The NASL, for example, relied on the big-name, expensive foreign player to attract fans. That plan worked initially. The New York Cosmos and its star Pele routinely drew crowds of 70,000 in the mid-1970s.

But the league eventually was crushed by the weight of the high salary its stars demanded.

Low-paid players, commanding about $1,200 a month, dominate the Heat and the other WSL teams' rosters.

"The first problem with the NASL was that it brought in players and gave them too much money," said L. A. Heat Coach Wim Suurbier, who played with Pele on the World Soccer team after leading the Dutch national team to the World Cup in 1974 and '78.

"This league has to stay low budget. If we win, maybe we'll get more money. But now, it's like semipro."

Relying on Locals

Suurbier said that it's equally important to rely on mainly local, American players. In fact, of the 11 players on the field at any one time, 9 must be American, according to league rules.

"There's enough good players around," he said. "And it helps if the people have followed the players through high school and college and really know them."

Mike Brady, a forward who led American University in Washington, D. C., to a runner-up finish to UCLA last season for the NCAA title, agreed with Suurbier.

"Hopefully, when people see the familiar names, it will generate interest," said Brady.

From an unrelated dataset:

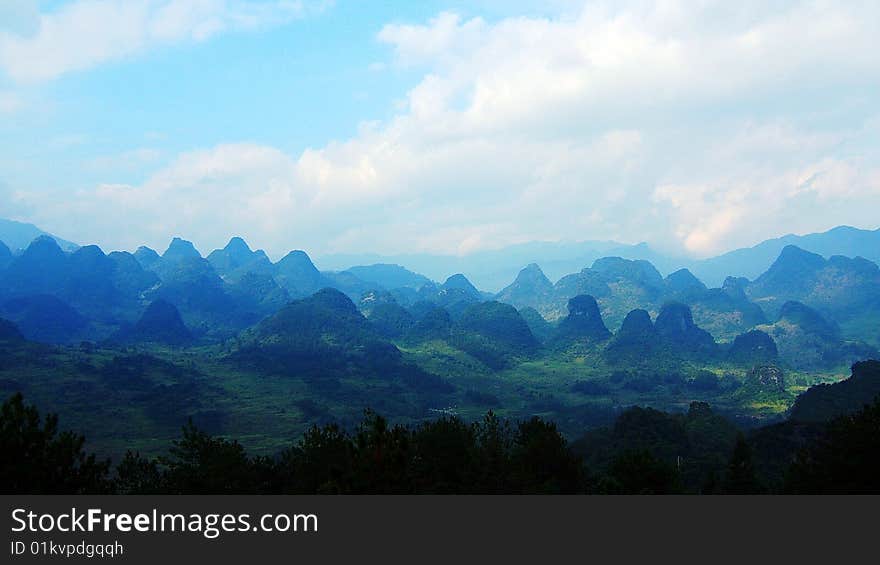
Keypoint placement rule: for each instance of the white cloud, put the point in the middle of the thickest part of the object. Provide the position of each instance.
(696, 125)
(86, 33)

The Heat's local products include goalie David Vanole (Aviation High and UCLA), goalie Marine Cano (Bishop Montgomery High and El Camino College), defender Lou Sciappa (Hawthorne and Palos Verdes Highs) and the Ervine brothers, Glenn (North Torrance and El Camino) and Dale (North Torrance and UCLA).

Poor Attendance

However, the Heat has not ignited much interest. Michael Hogue, the team president, said that the average paid attendance at the Heat's first six home games has been about 1,100. The Hollywood team reportedly has had similar attendance figures.

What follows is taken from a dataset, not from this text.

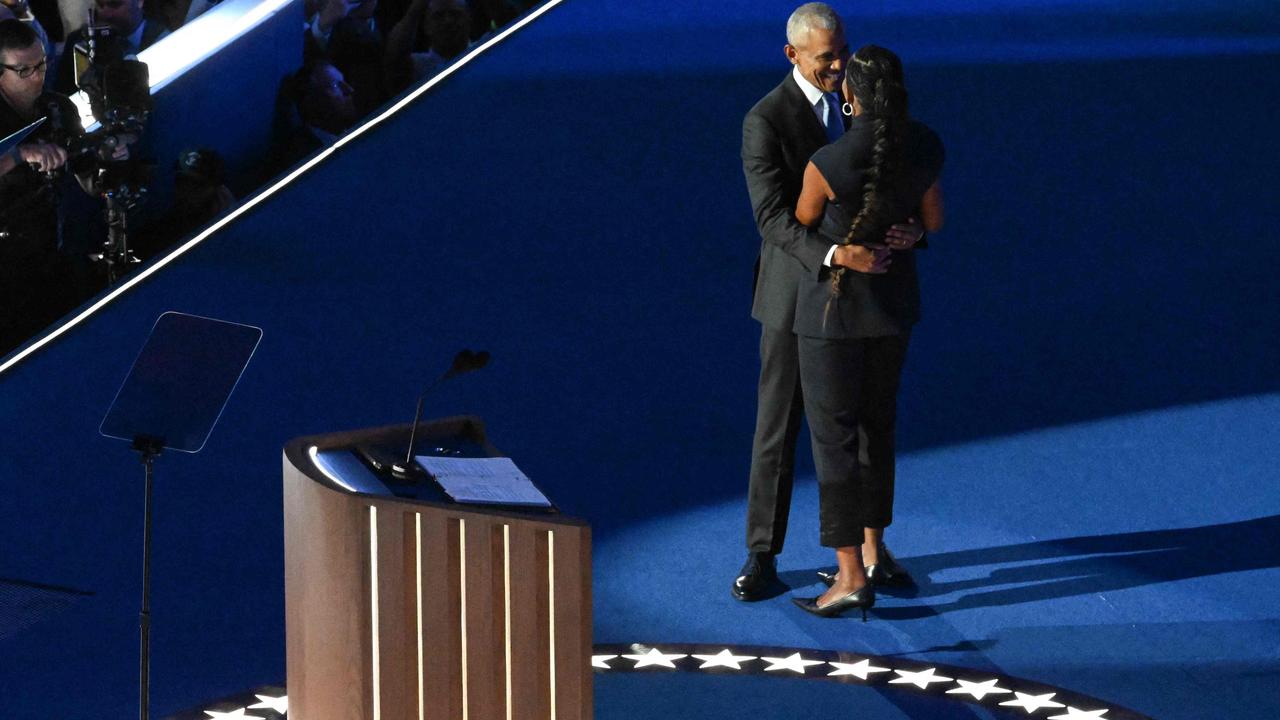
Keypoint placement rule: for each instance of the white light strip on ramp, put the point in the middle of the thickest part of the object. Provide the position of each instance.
(272, 190)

"I'm really not sure why it hasn't taken off," said Dale Ervine, a two-time All-American forward who led the Bruins past American University. "We're all disappointed with the crowds we're getting."

Glenn Ervine said the crowds have been so small that it would take less time to introduce the people in the stands than the players.

"Seven teams have tried and seven teams have failed, so the percentages say you're going to lose your ass," Hogue said. "And although we've done fairly well at the gate compared to other teams in the league, we're below our expectations."

Not even the World Cup helped. In fact, Hogue said that as the cup picked up steam, which translates into increased interest and viewers, the Western Soccer Alliance lost fans.

Damaged by Past

The Heat plays its games on Saturdays and the weekend was the prime time to watch World Cup action, he said. Still, Hogue didn't blame the World Cup for the lackluster support of his team. Instead, he pointed his finger to the past failures.

"When pro soccer was here, it alienated a lot of people," he said. "So now, we're paying for the sins of others.

"There was a base of support here at one time. The Surf and the Aztecs used to draw 3,000, 4,000 and even 5,000 a game. But that base has disappeared, and we have to rebuild it."

Suurbier, a native of Amsterdam, argues that the fundamental problem has been and is that American leagues lack organizational foundation. For one thing, he said that friction exists between the amateur and professional ranks.

"In Europe, you start playing when you're 10," he said. "If you're good enough, you play professionally. If you're not, you play amateur soccer. But you can play both.

"Here, if you play pro, you can't play in college. That's a big disadvantage. You can learn so much from both sides."

Game Conflicts Hurt

He added that in Europe no league games ever would be scheduled in conflict with a national team game. But in the U. S., a player often must choose between league and national games.